National Nutrition Month 2012: Get your plate in shape
March 1, 2012
March is National Nutrition Month. This annual campaign, sponsored by the Academy of Nutrition and Dietetics (formerly the American Dietetic Association), reinforces the importance of good nutrition and physical activity. The academy also helps consumers understand how to implement the 2010 Dietary Guidelines for Americans. The theme for this year, "Get Your Plate in Shape," encourages Americans to return to the basics of healthy eating by consuming the recommended amounts of food essential for performance and health.
This year's theme coincides with the U.S. Department of Agriculture's MyPlate, which replaced MyPyramid in June 2011. MyPlate is the government's primary food group symbol and is an easy-to-understand visual cue used to show Americans how to incorporate the recommendations of 2010 Dietary Guidelines into every meal. MyPlate uses the familiar image of a place setting for a meal to illustrate the five food groups. The plate is divided into four sections (fruits, vegetables, grains and proteins) and includes a glass representing dairy products.
Simple key messages of MyPlate include:
Balance your calories by managing calories in with calories out. Enjoy your food, but eat less. Eating fast or when distracted may cause you to eat more calories than you need. Take the time to fully enjoy your meal by eating slowly. Downsize your portion sizes by using a smaller plate, bowl or cup. When eating out, choose smaller-sized options, share with a buddy or save part of the meal for later. Include physical activity into your daily routine; this too helps you balance calories.
Choose foods to eat more often.
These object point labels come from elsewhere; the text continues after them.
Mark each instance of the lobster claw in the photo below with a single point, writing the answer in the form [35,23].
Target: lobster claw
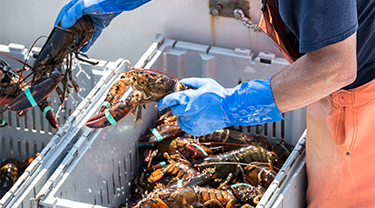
[160,133]
[46,107]
[112,116]
[38,92]
[117,112]
[3,123]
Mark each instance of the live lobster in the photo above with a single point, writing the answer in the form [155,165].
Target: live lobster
[12,85]
[48,66]
[149,85]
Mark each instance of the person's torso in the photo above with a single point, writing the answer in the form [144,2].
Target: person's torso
[311,25]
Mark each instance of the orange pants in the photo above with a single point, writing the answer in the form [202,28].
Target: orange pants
[340,149]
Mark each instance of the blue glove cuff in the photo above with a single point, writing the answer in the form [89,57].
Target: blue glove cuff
[121,5]
[251,103]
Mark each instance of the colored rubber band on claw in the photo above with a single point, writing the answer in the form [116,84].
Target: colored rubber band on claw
[30,97]
[157,134]
[146,144]
[179,183]
[200,149]
[46,110]
[163,164]
[241,184]
[109,117]
[106,104]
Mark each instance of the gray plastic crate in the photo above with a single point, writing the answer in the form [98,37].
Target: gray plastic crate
[97,172]
[28,135]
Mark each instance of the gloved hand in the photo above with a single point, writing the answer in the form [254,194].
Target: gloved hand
[210,106]
[101,12]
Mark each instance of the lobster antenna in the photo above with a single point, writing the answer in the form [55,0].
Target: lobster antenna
[15,59]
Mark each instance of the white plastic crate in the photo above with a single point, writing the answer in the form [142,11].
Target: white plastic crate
[98,170]
[25,136]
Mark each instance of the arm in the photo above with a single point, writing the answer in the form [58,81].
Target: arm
[315,75]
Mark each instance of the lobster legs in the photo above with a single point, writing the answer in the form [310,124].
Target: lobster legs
[122,109]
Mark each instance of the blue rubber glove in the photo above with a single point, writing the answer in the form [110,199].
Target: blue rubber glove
[101,12]
[211,106]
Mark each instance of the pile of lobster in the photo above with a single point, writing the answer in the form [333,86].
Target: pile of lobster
[19,93]
[11,170]
[227,168]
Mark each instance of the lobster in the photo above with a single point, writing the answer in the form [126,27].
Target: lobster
[11,170]
[47,68]
[160,133]
[11,85]
[247,194]
[187,197]
[179,169]
[261,175]
[149,85]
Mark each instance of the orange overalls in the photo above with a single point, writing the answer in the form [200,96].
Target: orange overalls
[340,143]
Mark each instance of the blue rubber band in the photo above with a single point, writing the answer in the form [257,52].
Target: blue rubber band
[179,183]
[156,134]
[106,104]
[241,184]
[30,97]
[146,144]
[109,117]
[2,122]
[200,149]
[46,110]
[284,148]
[163,164]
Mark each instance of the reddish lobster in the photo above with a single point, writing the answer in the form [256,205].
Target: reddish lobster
[11,85]
[48,67]
[148,86]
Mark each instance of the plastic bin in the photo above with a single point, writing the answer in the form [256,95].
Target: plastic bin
[98,170]
[26,136]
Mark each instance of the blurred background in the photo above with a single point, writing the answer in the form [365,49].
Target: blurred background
[131,33]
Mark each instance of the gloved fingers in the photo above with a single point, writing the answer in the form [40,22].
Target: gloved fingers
[196,82]
[71,16]
[88,45]
[197,126]
[172,99]
[64,10]
[5,101]
[100,21]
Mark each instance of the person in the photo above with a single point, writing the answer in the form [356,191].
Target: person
[330,45]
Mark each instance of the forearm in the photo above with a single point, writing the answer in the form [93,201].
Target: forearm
[315,75]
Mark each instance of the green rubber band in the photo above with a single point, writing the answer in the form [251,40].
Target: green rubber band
[284,148]
[109,117]
[163,164]
[46,110]
[30,97]
[146,144]
[106,104]
[241,184]
[156,134]
[179,183]
[200,149]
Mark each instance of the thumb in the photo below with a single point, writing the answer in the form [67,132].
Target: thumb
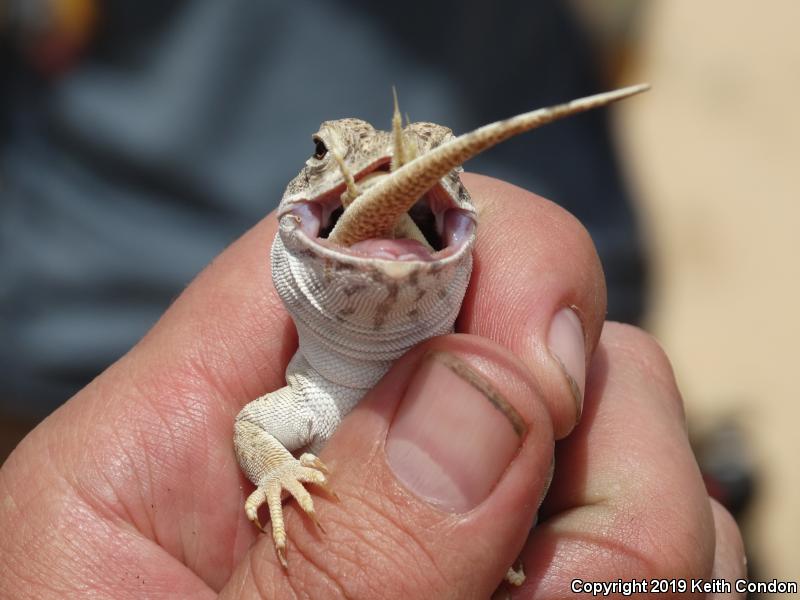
[439,471]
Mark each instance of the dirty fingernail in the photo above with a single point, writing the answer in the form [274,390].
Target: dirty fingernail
[453,436]
[566,344]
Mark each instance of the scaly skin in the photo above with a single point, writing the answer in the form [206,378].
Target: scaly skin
[358,310]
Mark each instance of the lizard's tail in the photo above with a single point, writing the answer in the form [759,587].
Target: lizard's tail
[376,211]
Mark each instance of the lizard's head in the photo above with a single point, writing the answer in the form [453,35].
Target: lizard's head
[351,162]
[392,200]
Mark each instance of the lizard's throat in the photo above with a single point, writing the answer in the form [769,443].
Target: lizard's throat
[448,232]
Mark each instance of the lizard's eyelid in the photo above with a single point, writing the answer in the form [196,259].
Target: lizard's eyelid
[320,149]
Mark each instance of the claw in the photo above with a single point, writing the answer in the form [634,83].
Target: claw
[309,460]
[313,516]
[281,552]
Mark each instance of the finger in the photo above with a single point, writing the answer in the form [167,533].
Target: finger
[729,559]
[627,500]
[144,476]
[439,470]
[537,288]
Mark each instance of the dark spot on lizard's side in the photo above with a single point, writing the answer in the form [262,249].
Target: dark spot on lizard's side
[354,288]
[377,276]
Eat foods that are nutrient-rich more often, and make them the basis for meals and snacks. These foods contain health-promoting nutrients such as potassium, calcium, vitamin D and fiber. Switch to fat-free or low-fat (1 percent) milk and dairy products. Fill half your plate with a variety of colorful fruits and veggies (to include beans and peas). Make at least half your grains whole grains by substituting whole-grain foods for refined (switching to whole-wheat bread from white bread or brown rice instead of white rice).
Choose foods to eat less often. Foods that are high in solid fats, added sugars and salt should be used as occasional treats, not everyday foods. To reduce salt in your diet, use the Nutrition Facts label to compare sodium in foods, and choose lower sodium versions of foods such as soup, bread, frozen and other convenient foods. Drink fewer sugar-sweetened beverages, such as soda, energy drinks and sport drinks, which are a major source of added sugar and calories in the American diet. Consume smaller portions and substitute with water or other unsweetened beverages.
To help you get your plate in shape, check out the Super Tracker, an online tool where you can get a personalized nutrition and activity plan. Find the SuperTracker and more information about MyPlate at www.ChooseMyPlate.gov.